The “fiscal cliff.” America’s automatic tax increases and spending cuts that are due to take effect in January aren’t going to happen, Oberhelman says. After three days talking to politicians in Washington (“I couldn’t wait to get home!”) he was convinced that they would reach a deal, regardless of the outcome of November’s federal elections, to avoid the 3% decline in the US economy forecast if the plan goes into effect. The company’s best-case scenario depends on the truth of these assurances.
The European financial crisis. Caterpillar expects the powers that be in Europe to “do the minimum”—a fairly accurate description of their actions so far. Caterpillar’s European business is “already in a trough,” Oberhelman says, but the ability of the EU to contain the region’s problems could be the difference between modest growth and downturn around the world.

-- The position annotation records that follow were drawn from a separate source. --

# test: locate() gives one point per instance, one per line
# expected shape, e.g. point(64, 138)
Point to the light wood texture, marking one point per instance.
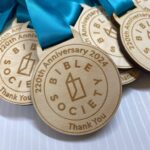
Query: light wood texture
point(95, 28)
point(73, 88)
point(18, 59)
point(135, 36)
point(129, 76)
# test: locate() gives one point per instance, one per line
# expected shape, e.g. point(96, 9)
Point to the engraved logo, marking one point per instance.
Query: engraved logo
point(75, 88)
point(135, 35)
point(26, 65)
point(96, 29)
point(85, 91)
point(17, 65)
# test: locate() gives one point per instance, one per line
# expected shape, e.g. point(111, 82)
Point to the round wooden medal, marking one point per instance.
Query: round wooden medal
point(144, 4)
point(135, 36)
point(73, 89)
point(129, 76)
point(17, 60)
point(96, 29)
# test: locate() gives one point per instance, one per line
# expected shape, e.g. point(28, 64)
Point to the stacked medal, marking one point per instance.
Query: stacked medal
point(71, 63)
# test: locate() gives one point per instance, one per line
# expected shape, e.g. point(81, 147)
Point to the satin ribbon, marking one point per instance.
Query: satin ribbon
point(11, 8)
point(118, 7)
point(7, 9)
point(52, 20)
point(22, 12)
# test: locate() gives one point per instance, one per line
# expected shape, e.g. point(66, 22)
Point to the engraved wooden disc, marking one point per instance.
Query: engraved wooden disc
point(144, 4)
point(129, 76)
point(17, 60)
point(10, 31)
point(73, 89)
point(96, 29)
point(135, 36)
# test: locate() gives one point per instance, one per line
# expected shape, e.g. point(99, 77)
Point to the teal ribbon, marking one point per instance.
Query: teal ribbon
point(11, 8)
point(52, 20)
point(118, 7)
point(22, 12)
point(7, 8)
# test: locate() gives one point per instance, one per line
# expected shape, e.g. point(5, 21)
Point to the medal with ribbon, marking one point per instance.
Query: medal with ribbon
point(134, 29)
point(18, 57)
point(66, 69)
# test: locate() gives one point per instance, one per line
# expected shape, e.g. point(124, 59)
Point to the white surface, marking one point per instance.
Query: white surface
point(22, 129)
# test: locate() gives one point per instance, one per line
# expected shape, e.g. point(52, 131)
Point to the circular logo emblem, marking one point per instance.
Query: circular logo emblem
point(129, 76)
point(144, 4)
point(135, 35)
point(17, 61)
point(72, 89)
point(96, 28)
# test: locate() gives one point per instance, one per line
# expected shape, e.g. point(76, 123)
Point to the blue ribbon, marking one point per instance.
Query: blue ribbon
point(118, 7)
point(52, 20)
point(7, 8)
point(10, 8)
point(22, 12)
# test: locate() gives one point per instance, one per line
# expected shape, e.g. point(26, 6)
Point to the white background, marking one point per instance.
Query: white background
point(22, 129)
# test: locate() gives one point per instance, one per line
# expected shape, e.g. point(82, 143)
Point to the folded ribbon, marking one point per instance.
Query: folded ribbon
point(10, 8)
point(116, 6)
point(52, 20)
point(7, 8)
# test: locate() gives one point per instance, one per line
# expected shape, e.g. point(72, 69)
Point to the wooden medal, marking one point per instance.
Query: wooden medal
point(143, 4)
point(61, 93)
point(129, 76)
point(95, 28)
point(135, 36)
point(18, 58)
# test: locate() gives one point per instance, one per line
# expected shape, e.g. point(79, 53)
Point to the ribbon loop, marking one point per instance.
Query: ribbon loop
point(52, 23)
point(116, 6)
point(7, 8)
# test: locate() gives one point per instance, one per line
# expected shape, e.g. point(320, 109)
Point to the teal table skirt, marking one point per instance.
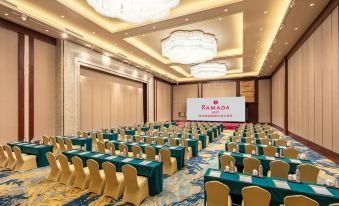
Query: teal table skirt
point(82, 142)
point(110, 136)
point(267, 183)
point(34, 149)
point(153, 170)
point(265, 161)
point(177, 152)
point(260, 147)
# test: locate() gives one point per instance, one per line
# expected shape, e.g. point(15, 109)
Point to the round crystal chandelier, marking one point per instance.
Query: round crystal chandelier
point(208, 70)
point(189, 47)
point(134, 11)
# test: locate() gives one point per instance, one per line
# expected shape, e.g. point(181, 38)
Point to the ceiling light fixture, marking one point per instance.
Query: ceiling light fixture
point(134, 11)
point(208, 70)
point(189, 47)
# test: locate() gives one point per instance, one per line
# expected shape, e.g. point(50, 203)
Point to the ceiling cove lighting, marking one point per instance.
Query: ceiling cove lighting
point(134, 11)
point(208, 70)
point(189, 47)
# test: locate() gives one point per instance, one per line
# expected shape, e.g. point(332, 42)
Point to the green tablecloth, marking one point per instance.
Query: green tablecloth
point(34, 149)
point(176, 152)
point(277, 194)
point(259, 146)
point(153, 170)
point(265, 161)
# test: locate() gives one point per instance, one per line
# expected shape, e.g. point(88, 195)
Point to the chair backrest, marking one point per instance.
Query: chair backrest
point(226, 160)
point(249, 148)
point(250, 164)
point(110, 172)
point(110, 146)
point(308, 173)
point(281, 142)
point(254, 195)
point(18, 155)
point(216, 193)
point(150, 153)
point(299, 200)
point(130, 175)
point(160, 141)
point(63, 162)
point(101, 147)
point(69, 144)
point(9, 152)
point(231, 146)
point(136, 150)
point(265, 141)
point(93, 168)
point(279, 169)
point(270, 151)
point(290, 153)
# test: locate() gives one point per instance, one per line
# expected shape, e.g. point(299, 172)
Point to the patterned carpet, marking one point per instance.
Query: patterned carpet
point(184, 188)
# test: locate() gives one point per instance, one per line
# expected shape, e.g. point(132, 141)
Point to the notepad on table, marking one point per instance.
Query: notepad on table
point(245, 178)
point(281, 184)
point(214, 174)
point(321, 190)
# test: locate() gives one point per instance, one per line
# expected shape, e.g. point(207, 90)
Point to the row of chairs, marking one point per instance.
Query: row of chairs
point(217, 194)
point(308, 173)
point(289, 152)
point(106, 181)
point(15, 160)
point(169, 163)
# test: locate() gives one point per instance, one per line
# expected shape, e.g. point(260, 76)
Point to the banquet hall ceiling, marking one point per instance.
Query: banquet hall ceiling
point(253, 35)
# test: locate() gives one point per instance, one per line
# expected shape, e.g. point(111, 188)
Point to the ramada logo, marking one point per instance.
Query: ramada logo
point(215, 106)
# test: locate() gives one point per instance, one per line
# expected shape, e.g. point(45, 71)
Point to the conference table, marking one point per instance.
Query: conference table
point(150, 169)
point(279, 188)
point(34, 149)
point(260, 147)
point(265, 161)
point(177, 152)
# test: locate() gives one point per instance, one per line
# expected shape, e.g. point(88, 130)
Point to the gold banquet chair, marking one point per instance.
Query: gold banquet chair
point(225, 160)
point(254, 196)
point(299, 200)
point(290, 153)
point(136, 189)
point(3, 157)
point(250, 164)
point(217, 194)
point(308, 173)
point(169, 163)
point(11, 158)
point(67, 174)
point(24, 163)
point(270, 151)
point(82, 177)
point(278, 169)
point(97, 177)
point(115, 182)
point(54, 166)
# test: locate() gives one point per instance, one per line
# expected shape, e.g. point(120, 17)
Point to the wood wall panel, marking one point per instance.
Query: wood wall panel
point(109, 101)
point(8, 86)
point(313, 88)
point(264, 107)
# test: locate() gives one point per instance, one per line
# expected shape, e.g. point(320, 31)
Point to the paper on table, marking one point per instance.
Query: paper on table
point(281, 184)
point(98, 155)
point(295, 161)
point(321, 190)
point(144, 162)
point(245, 178)
point(127, 160)
point(215, 174)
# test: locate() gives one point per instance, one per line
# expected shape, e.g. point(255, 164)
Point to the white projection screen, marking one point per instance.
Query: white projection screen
point(225, 109)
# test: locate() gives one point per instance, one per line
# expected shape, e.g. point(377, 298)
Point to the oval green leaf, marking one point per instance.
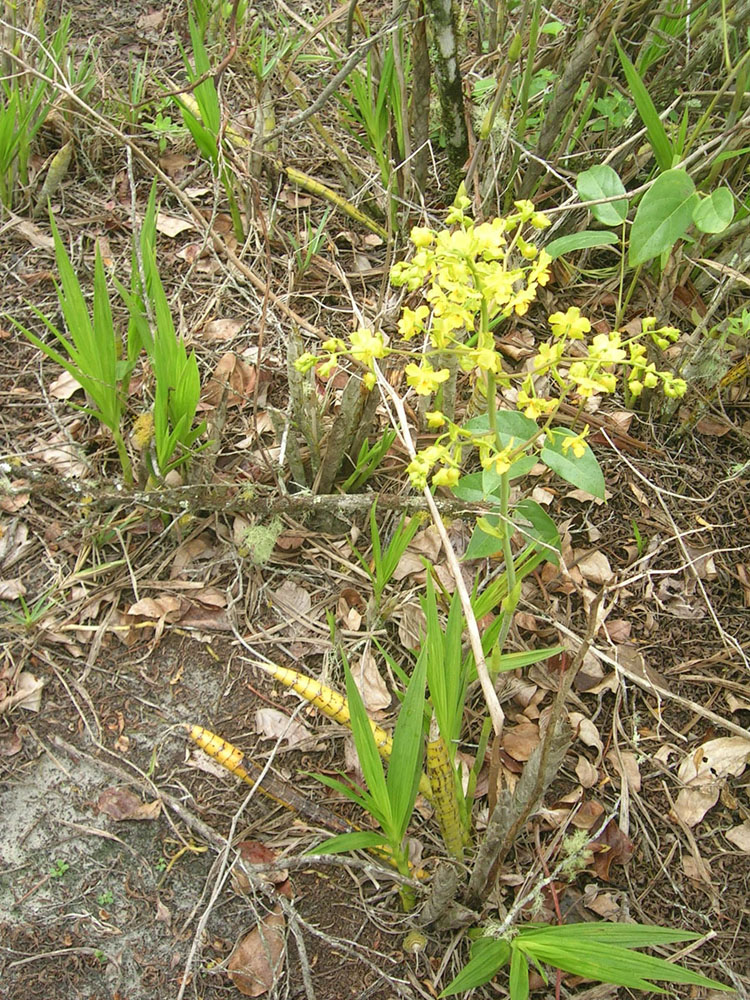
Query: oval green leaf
point(584, 473)
point(602, 181)
point(580, 241)
point(663, 217)
point(713, 214)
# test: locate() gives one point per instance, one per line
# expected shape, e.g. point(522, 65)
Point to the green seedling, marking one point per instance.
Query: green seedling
point(602, 952)
point(368, 461)
point(305, 249)
point(59, 868)
point(177, 389)
point(389, 800)
point(91, 349)
point(201, 113)
point(386, 558)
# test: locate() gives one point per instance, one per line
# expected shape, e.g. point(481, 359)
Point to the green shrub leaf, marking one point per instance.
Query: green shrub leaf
point(663, 217)
point(583, 473)
point(713, 214)
point(602, 181)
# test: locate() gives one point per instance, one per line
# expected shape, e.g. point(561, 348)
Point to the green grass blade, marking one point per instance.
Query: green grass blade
point(405, 765)
point(657, 135)
point(367, 752)
point(345, 842)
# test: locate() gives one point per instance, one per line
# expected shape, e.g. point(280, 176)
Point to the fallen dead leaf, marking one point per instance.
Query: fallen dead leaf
point(11, 590)
point(121, 804)
point(370, 684)
point(703, 772)
point(32, 233)
point(586, 773)
point(253, 852)
point(291, 600)
point(411, 625)
point(232, 381)
point(626, 766)
point(595, 567)
point(611, 847)
point(521, 741)
point(222, 329)
point(271, 724)
point(10, 743)
point(618, 630)
point(740, 836)
point(585, 730)
point(256, 960)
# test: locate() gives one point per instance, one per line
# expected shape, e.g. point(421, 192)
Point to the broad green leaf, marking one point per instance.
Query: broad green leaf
point(609, 963)
point(488, 956)
point(543, 529)
point(580, 241)
point(714, 214)
point(345, 842)
point(601, 181)
point(486, 540)
point(583, 473)
point(657, 135)
point(663, 217)
point(519, 975)
point(625, 935)
point(405, 765)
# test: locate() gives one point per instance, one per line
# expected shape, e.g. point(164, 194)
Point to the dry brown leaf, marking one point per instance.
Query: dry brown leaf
point(232, 381)
point(151, 21)
point(612, 846)
point(253, 852)
point(167, 607)
point(740, 836)
point(122, 804)
point(587, 817)
point(222, 329)
point(291, 600)
point(521, 741)
point(618, 630)
point(712, 427)
point(586, 773)
point(595, 567)
point(410, 563)
point(188, 552)
point(172, 226)
point(10, 743)
point(696, 869)
point(370, 684)
point(27, 694)
point(585, 730)
point(11, 590)
point(32, 233)
point(542, 496)
point(703, 772)
point(271, 724)
point(256, 960)
point(603, 903)
point(702, 562)
point(175, 164)
point(626, 766)
point(411, 625)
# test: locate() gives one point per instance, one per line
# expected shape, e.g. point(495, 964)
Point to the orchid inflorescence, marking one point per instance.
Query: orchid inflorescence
point(471, 277)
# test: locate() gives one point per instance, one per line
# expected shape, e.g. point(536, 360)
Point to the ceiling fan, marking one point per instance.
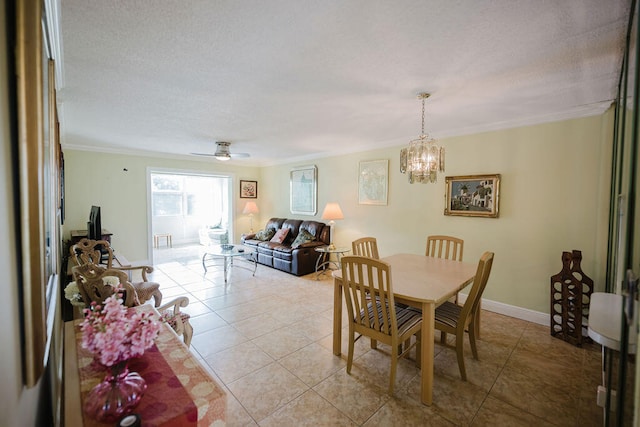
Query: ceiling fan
point(222, 152)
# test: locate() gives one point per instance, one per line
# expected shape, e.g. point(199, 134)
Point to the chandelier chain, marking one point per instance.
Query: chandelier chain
point(422, 117)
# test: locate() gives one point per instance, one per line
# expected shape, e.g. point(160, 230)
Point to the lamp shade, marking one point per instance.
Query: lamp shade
point(250, 208)
point(332, 211)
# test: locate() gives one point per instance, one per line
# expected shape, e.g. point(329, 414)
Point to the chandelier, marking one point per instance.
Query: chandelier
point(424, 158)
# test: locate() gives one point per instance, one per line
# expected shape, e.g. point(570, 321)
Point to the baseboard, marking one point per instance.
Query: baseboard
point(512, 311)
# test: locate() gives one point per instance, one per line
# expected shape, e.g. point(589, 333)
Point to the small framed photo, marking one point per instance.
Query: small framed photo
point(373, 178)
point(248, 189)
point(472, 195)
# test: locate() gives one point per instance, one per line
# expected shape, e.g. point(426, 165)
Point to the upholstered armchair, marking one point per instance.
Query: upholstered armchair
point(97, 283)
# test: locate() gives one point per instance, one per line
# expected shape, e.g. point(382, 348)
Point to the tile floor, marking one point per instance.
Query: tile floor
point(268, 340)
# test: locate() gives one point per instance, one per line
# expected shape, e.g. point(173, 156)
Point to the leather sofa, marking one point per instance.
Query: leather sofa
point(300, 260)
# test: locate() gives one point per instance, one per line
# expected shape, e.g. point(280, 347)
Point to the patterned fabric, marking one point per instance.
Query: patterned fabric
point(265, 235)
point(303, 237)
point(280, 235)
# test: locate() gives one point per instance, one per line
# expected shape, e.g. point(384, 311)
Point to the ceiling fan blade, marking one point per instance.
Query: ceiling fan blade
point(203, 154)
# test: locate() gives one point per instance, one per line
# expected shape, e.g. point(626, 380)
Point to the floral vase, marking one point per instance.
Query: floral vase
point(116, 395)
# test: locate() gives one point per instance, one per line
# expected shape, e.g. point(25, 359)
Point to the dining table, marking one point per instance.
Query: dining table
point(419, 281)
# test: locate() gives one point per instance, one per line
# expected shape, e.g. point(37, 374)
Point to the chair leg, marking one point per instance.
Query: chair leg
point(350, 352)
point(419, 349)
point(157, 297)
point(472, 340)
point(392, 374)
point(188, 333)
point(460, 354)
point(443, 337)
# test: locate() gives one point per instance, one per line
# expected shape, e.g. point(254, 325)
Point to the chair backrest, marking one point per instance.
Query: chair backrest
point(90, 251)
point(479, 283)
point(365, 246)
point(89, 279)
point(368, 290)
point(445, 247)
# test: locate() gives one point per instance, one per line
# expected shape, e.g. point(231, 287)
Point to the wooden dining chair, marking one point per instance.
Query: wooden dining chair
point(365, 246)
point(97, 283)
point(455, 319)
point(372, 311)
point(447, 247)
point(99, 252)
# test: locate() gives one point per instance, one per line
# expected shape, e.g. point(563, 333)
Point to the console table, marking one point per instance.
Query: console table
point(206, 394)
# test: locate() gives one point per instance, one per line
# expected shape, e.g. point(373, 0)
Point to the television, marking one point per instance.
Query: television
point(94, 226)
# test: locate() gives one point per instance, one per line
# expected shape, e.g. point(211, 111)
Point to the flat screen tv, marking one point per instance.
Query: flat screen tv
point(94, 226)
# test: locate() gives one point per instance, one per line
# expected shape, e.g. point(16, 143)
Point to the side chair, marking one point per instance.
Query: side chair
point(372, 311)
point(97, 283)
point(455, 319)
point(89, 251)
point(365, 246)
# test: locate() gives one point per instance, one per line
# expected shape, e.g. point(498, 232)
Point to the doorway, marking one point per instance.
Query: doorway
point(181, 205)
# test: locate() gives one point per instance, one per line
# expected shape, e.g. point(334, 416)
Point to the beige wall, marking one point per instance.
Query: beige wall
point(18, 405)
point(554, 198)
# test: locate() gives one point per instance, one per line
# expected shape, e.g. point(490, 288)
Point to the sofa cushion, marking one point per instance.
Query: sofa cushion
point(303, 237)
point(280, 235)
point(265, 235)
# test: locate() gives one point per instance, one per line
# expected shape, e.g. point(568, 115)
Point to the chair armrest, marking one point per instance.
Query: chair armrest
point(176, 303)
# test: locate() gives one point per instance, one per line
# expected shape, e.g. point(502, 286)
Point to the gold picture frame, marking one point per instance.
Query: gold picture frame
point(248, 189)
point(373, 182)
point(472, 195)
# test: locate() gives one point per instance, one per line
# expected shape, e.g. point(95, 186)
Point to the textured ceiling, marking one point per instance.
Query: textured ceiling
point(292, 80)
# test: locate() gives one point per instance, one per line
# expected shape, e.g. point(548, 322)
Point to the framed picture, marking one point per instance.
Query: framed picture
point(373, 179)
point(248, 189)
point(472, 195)
point(304, 190)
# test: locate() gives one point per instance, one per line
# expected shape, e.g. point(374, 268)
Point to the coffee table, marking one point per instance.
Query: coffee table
point(227, 253)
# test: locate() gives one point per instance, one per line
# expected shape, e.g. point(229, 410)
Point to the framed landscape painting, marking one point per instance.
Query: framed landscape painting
point(472, 195)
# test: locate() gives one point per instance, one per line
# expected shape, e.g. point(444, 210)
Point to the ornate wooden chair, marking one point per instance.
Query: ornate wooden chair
point(97, 283)
point(372, 310)
point(365, 246)
point(99, 252)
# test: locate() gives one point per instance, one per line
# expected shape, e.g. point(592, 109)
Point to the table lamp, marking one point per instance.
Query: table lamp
point(250, 209)
point(332, 212)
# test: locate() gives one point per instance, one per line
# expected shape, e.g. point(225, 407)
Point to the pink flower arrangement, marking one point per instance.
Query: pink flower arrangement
point(114, 333)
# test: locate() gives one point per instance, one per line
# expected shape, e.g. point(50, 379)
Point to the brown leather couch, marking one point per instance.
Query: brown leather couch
point(299, 261)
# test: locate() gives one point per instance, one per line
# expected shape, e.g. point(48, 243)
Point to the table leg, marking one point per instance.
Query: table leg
point(337, 316)
point(203, 264)
point(426, 362)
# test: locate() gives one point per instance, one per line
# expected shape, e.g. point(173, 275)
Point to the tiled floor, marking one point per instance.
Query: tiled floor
point(268, 340)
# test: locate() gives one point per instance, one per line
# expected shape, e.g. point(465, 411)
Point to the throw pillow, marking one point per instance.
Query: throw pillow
point(265, 235)
point(303, 237)
point(280, 235)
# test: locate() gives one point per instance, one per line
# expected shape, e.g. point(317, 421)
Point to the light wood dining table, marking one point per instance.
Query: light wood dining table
point(419, 281)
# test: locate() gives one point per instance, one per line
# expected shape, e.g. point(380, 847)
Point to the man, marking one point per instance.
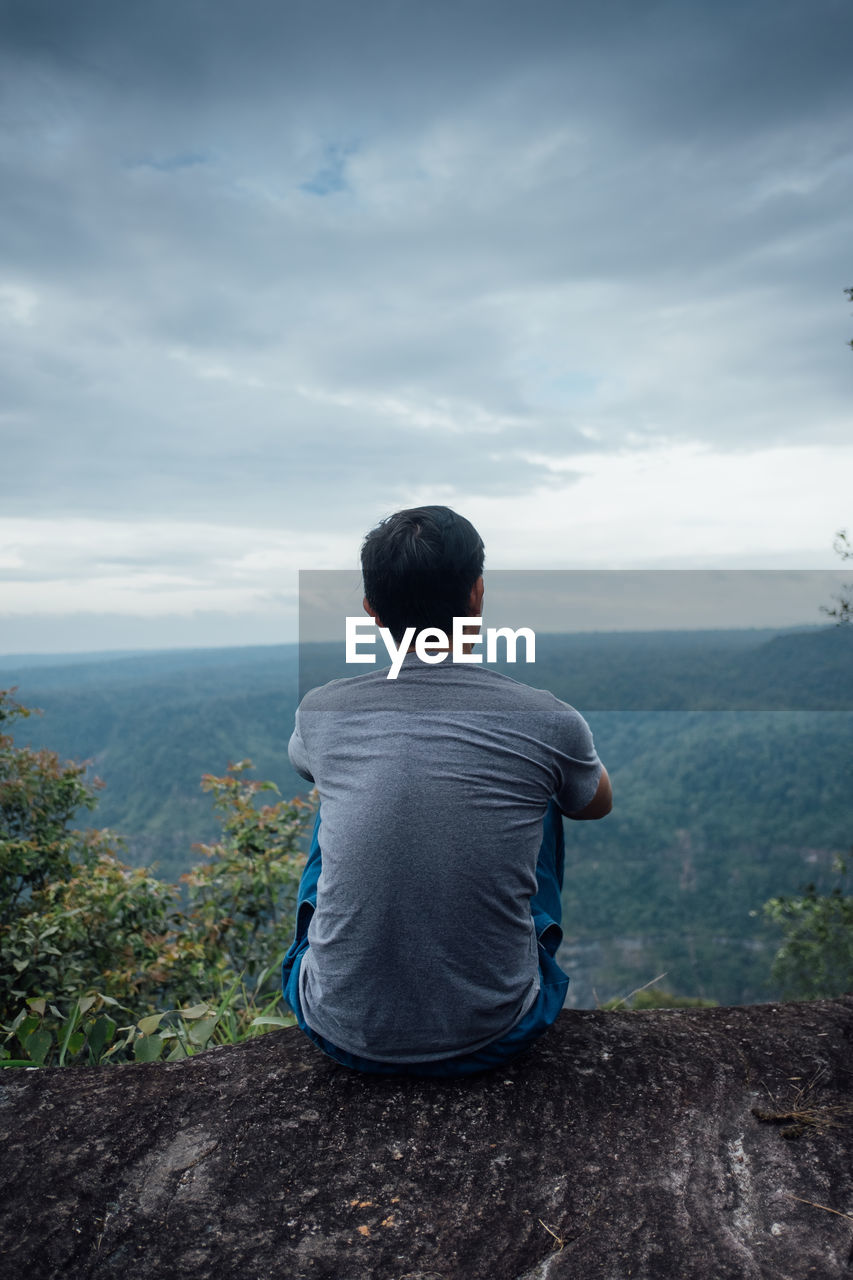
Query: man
point(428, 914)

Brazil’s infrastructure plans. The company has high hopes for Brazil, which it expects to come out of its brief slump; no doubt Caterpillar is pleased with President Dilma Roussef’s $66 billion infrastructure building plan. Failure to follow through on those plans could spell trouble.
China’s stimulus moves. “I expect a year from now we’ll see recovery in China,” Oberhelman says, crediting policymakers there for stimulus efforts. One example is Sichuan province’s plan to spend $582 billion on infrastructure; some of that will surely end up in Caterpillar’s pockets, but if China pessimists are right about the country’s long-term weaknesses, the company will be in a tough spot.
Will the US rebound ever come? Caterpillar hasn’t had anything to do with the US housing market since 2006, Olberhelman says, but the company expects an expanding population will inevitably create demand for new construction. That prospect depends on US policymakers taking measures to bolster the housing market, which haven’t paid off yet despite high hopes.
The global middle class. Ultimately, the company is pinning its hopes on population growth and the emerging global middle class creating demand for new infrastructure, homes, energy and commodities. But as workers from the China to the US are learning, it’s very hard to maintain a consumer class economy, much less create one.